§ 313 LVwG
Allgemeines Verwaltungsgesetz für das Land Schleswig-Holstein (Landesverwaltungsgesetz - LVwG)
Landesrecht Schleswig-Holstein

Abschnitt V – Vollstreckung öffentlich-rechtlicher Geldforderungen → Unterabschnitt 3 – Vollstreckung in das unbewegliche Vermögen

Titel: Allgemeines Verwaltungsgesetz für das Land Schleswig-Holstein (Landesverwaltungsgesetz - LVwG)
Normgeber: Schleswig-Holstein
Amtliche Abkürzung: LVwG
Gliederungs-Nr.: 20-1
Normtyp: Gesetz

§ 313 LVwG – Verfahren

(1) Die Vollstreckung in das unbewegliche Vermögen, ein eingetragenes Schiff, ein Schiffsbauwerk, das im Schiffsbauregister eingetragen ist oder in dies Register eingetragen werden kann, oder ein eingetragenes Luftfahrzeug erfolgt nach den Vorschriften für gerichtliche Zwangsvollstreckungen durch die Gerichte.

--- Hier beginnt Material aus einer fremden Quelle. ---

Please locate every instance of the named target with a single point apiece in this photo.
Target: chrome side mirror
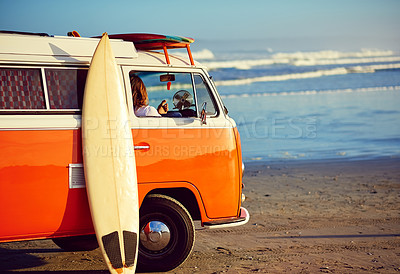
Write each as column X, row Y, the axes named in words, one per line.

(2) Die Anträge des Vollstreckungsgläubigers stellt die Vollstreckungsbehörde. Soweit der zu vollstreckende Anspruch nach § 10 Abs. 1 Nr. 3 des Gesetzes über die Zwangsversteigerung und Zwangsverwaltung in der Fassung der Bekanntmachung vom 20. Mai 1898 (RGBl. S. 369), zuletzt geändert durch Gesetz vom 7. Dezember 2011 (BGBl. I S. 2582), den Rechten am Grundstück im Range vorgeht, kann eine Sicherungshypothek unter der aufschiebenden Bedingung in das Grundbuch eingetragen werden, dass das Vorrecht vor Erlöschen des Anspruchs wegfällt.

(3) Anträge auf Zwangsversteigerung oder Zwangsverwaltung sind nur zulässig, wenn feststeht, dass der Geldbetrag durch Pfändung nicht beigetrieben werden kann.

(4) Die Vollstreckbarkeit der Forderung, die Voraussetzungen der Vollstreckung nach § 269 und die Zulässigkeit der Vollstreckung nach Absatz 3 unterliegen nicht der Beurteilung des Gerichts.